However, reconsideration of an interlocutory order requires a less stringent showing than reconsideration of a final order. Referring to both Rule 4:50-1, regarding relief from judgments, and Rule 4:49-2, regarding reconsideration of final orders, the Court in Lombardi stated that "stringent constraints imposed on final judgments and orders under Rule 4:50-1 . . . are wholly inapplicable to interlocutory orders." Lombardi, supra, 207 N.J. at 534. The Court added, "Indeed, '[a] significant aspect of the interlocutory nature of an order is its amenability to the trial court's control until entry of final judgment without interposition of considerations appropriate to finality.'" Id. at 534-35 (quoting Pressler & Verniero, Current N.J. Court Rules, comment 3 on R. 4:42-2 (2011)). In other words, we impose more stringent standards on reconsideration of, or relief from, final judgments, in recognition of the value we place on finality, and the stability of judgments.
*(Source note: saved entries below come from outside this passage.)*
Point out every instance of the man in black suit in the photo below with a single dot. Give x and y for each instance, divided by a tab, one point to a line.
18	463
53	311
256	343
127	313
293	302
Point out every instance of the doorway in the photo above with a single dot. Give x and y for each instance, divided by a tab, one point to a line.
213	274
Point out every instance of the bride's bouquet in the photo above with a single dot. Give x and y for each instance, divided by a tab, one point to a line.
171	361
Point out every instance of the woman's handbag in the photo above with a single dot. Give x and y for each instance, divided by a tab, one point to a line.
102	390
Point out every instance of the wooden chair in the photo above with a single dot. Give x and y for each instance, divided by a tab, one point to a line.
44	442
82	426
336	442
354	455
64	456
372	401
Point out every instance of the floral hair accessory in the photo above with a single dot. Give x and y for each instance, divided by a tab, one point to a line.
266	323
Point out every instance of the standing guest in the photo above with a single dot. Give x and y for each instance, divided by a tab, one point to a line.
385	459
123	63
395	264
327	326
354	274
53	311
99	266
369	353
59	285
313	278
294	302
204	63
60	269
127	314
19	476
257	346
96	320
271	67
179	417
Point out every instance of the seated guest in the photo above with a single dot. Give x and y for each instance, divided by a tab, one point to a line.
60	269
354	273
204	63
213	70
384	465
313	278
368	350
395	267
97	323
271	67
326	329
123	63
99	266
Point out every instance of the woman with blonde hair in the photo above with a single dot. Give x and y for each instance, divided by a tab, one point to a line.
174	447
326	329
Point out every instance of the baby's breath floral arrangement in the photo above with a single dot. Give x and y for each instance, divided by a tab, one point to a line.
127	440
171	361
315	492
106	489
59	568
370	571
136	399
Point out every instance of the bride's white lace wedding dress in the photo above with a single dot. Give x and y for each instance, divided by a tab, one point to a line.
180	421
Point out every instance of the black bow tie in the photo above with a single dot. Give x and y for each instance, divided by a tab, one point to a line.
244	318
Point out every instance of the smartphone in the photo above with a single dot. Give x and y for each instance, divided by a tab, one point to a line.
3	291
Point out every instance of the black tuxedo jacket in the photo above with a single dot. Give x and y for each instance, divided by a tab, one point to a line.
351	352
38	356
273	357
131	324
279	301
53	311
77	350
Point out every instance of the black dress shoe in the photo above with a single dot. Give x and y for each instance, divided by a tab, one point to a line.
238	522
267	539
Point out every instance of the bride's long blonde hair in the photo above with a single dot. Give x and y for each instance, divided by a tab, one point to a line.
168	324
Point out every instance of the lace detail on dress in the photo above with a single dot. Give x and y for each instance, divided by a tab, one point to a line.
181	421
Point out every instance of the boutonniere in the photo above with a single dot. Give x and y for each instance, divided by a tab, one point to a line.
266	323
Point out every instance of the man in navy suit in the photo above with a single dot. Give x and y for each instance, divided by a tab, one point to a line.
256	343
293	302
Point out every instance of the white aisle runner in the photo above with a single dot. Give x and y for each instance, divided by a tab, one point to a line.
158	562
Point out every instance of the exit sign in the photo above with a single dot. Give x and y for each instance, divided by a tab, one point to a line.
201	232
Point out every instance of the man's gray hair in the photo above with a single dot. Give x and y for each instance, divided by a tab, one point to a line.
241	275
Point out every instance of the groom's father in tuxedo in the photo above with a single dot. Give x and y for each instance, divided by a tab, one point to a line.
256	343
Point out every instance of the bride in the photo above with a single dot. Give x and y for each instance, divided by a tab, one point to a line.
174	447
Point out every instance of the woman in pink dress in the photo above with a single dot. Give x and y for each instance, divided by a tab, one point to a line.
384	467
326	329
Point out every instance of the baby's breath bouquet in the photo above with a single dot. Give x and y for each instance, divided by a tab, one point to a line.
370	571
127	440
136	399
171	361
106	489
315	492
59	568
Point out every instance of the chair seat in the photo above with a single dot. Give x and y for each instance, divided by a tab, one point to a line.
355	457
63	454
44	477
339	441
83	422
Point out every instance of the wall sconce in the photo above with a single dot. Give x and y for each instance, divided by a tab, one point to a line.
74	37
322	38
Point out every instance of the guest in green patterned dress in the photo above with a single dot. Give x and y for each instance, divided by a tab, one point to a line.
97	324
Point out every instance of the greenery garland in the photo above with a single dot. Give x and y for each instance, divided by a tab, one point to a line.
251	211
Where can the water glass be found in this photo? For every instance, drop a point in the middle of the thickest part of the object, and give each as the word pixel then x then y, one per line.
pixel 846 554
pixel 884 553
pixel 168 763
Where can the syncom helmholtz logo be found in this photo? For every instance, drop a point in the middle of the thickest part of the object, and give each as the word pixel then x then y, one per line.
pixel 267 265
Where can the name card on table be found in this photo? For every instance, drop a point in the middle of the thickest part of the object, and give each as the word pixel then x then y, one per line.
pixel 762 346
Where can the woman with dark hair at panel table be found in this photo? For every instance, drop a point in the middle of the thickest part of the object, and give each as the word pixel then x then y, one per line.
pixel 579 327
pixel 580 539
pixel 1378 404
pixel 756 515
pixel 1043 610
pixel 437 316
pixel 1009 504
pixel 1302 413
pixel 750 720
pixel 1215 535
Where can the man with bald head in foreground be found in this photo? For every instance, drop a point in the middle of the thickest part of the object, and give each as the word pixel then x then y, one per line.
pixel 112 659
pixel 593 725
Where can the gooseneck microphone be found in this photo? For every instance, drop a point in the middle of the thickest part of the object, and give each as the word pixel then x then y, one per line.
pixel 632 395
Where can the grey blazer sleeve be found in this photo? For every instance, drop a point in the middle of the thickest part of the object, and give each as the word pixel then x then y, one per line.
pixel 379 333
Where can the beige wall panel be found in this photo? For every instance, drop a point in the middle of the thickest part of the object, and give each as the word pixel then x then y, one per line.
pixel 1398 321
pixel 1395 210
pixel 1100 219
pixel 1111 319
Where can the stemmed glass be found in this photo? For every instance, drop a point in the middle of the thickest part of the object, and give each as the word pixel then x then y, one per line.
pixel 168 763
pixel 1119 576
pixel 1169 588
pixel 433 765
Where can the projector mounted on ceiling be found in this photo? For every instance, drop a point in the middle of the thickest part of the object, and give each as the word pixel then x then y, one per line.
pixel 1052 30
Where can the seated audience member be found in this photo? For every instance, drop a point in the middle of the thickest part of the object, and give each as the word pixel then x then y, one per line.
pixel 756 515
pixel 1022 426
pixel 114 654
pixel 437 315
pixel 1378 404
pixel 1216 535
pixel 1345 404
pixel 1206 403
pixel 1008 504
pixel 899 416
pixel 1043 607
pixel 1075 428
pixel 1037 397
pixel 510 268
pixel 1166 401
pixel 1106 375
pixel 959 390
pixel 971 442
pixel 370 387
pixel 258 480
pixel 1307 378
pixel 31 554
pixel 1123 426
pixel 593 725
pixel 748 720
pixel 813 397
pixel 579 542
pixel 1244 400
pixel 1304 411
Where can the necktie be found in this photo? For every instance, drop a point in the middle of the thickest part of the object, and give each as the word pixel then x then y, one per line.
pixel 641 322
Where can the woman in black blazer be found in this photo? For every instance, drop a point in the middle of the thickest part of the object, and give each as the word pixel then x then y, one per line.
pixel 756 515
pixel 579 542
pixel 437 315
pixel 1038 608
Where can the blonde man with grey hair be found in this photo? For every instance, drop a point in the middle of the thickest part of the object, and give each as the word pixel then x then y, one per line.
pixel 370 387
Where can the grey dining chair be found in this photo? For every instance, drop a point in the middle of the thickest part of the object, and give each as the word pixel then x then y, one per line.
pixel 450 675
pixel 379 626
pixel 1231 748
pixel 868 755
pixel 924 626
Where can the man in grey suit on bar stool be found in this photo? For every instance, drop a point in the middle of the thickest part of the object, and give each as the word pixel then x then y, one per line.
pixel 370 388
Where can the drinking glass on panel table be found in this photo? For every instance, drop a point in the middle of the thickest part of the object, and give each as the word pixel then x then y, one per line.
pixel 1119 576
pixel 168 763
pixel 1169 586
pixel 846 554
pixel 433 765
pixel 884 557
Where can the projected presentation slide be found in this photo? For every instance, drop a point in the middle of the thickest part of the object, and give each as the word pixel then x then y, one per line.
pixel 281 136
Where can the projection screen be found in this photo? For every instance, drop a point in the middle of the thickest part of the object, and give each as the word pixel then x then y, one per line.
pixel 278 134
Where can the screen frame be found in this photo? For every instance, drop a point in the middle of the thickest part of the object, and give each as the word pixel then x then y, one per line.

Rule 4:49-2, governing reconsideration of final orders, requires a prompt motion — within twenty days of entry of the final order — and a showing that the trial court erred in some way, or new evidence has come to light that the movant could not have reasonably discovered previously. See Del Vecchio v. Hemberger, 388 N.J. Super. 179, 189 (App. Div. 2006). The Rule expressly requires the movant to include "a statement of the matters or controlling decisions which counsel believes the court has overlooked or as to which it has erred." R. 4:49-2. This has been construed to mean a showing that the court has based its decision on a "'palpably incorrect or irrational basis'" or that it is clear the court failed to consider or appreciate significant evidence. Cummings, supra, 295 N.J. Super. at 384 (quoting D'Atria, supra, 242 N.J. Super. at 401). Alternatively, the movant must show that new evidence "could not have [been] provided on the first application." Ibid.

The court's power to reconsider an interlocutory order is not so constrained. The court's inherent power to reconsider or modify interlocutory orders is "committed to the sound discretion of the court." Johnson, supra, 220 N.J. Super. at 263. It shall be exercised only "for good cause shown and in the service of the ultimate goal of substantial justice . . . ." Id. at 264-65.

Here, the effect of the trial court's reconsideration order was to dismiss plaintiff's LAD claim on summary judgment. In doing so, the court at least in part relied on its findings from the summary judgment motion. Because of this, we deem it appropriate to apply the well-settled standard of review governing summary judgment to further guide our analysis.

"An appellate court reviews an order granting summary judgment in accordance with the same standard as the motion judge." Bhagat v. Bhagat, 217 N.J. 22, 38 (2014) (citing W.J.A. v. D.A., 210 N.J. 229, 237-38 (2012); Henry v. N.J. Dep't of Human Servs., 204 N.J. 320, 330 (2010)). We "identify whether there are genuine issues of material fact and, if not, whether the moving party is entitled to summary judgment as a matter of law." Ibid. (citing Brill, supra, 142 N.J. at 540; R. 4:46-2(c)).

[A] determination whether there exists a "genuine issue" of material fact that
precludes summary judgment requires the motion judge to consider whether the competent evidential materials presented, when viewed in the light most favorable to the non-moving party, are sufficient to permit a rational factfinder to resolve the alleged disputed issue in favor of the non-moving party.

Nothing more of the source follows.